Mohamed Warsame began at Tyson’s Dakota City plant as a meat cutter, but, lacking knife skills, was soon assigned to pack and lift boxes. “They say, ‘We will know if you are really hardworking guy,’” he says, laughing.

Now, seven years later, Warsame has cross-trained at every job on the floor and works in Food Safety and Quality Assurance, inspecting production lines. Throughout his tenure, he has worked either the 5 a.m. shift or the evening shift, and spent his free time attending school or developing his business, Sugal Consulting, where he acts as a cultural liaison and helps new Americans navigate U.S. tax, legal, and real estate services. He graduated from Western Iowa Tech Community College in 2017.

“When I came here in 2011, I realized a majority of my community, from Somalia and East Africa, they don’t have much information,” he says.

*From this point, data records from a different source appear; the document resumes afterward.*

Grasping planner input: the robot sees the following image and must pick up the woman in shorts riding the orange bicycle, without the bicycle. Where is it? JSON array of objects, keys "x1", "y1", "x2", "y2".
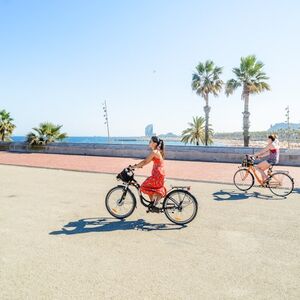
[{"x1": 254, "y1": 134, "x2": 279, "y2": 181}]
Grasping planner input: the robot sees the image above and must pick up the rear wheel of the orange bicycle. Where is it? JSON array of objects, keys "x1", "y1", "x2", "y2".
[{"x1": 268, "y1": 172, "x2": 294, "y2": 197}]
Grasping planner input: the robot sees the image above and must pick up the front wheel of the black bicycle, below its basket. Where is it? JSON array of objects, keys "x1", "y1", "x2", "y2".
[{"x1": 105, "y1": 185, "x2": 136, "y2": 219}]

Many were making a 10-hour roundtrip to Minneapolis for help. Warsame, whose family fled civil war in Somalia, had offered the same help at a Kenyan refugee camp when he was 16. It was natural he would do the same in his 20s, in South Sioux City.

“My main goal is just to listen to people and give consultation,” he says. “Most of them need dentistry or doctor’s appointments, so I make all those connections.” Once word got out, apartment managers called for advice on how to help refugees adapt. Hospitals, city leaders, and businesses sought an interpreter. Soon other refugees began asking more complex questions.

“A lot of people here, especially those from Muslim countries, they would like to buy a house or a business, but they don’t have a credit score,” he says. “So they come to me: ‘Mohamed, is there a way you can help?’”

A lot of people here, especially those from Muslim countries, they would like to buy a house or a business, but they don’t have a credit score. So they come to me: ‘Mohamed, is there a way you can help?’”

If Warsame can help newcomers buy property—he is studying for his real estate license now—it will both boost real estate values for Siouxlanders and ease the rental shortage. “Immigrants and refugees, when they buy houses, they integrate into the community,” says Warsame, who in 2018 was recognized by the South Sioux City Chamber of Commerce with the Cardinal Heritage Award for his service. “It creates a good neighborhood environment and the city becomes very happy.”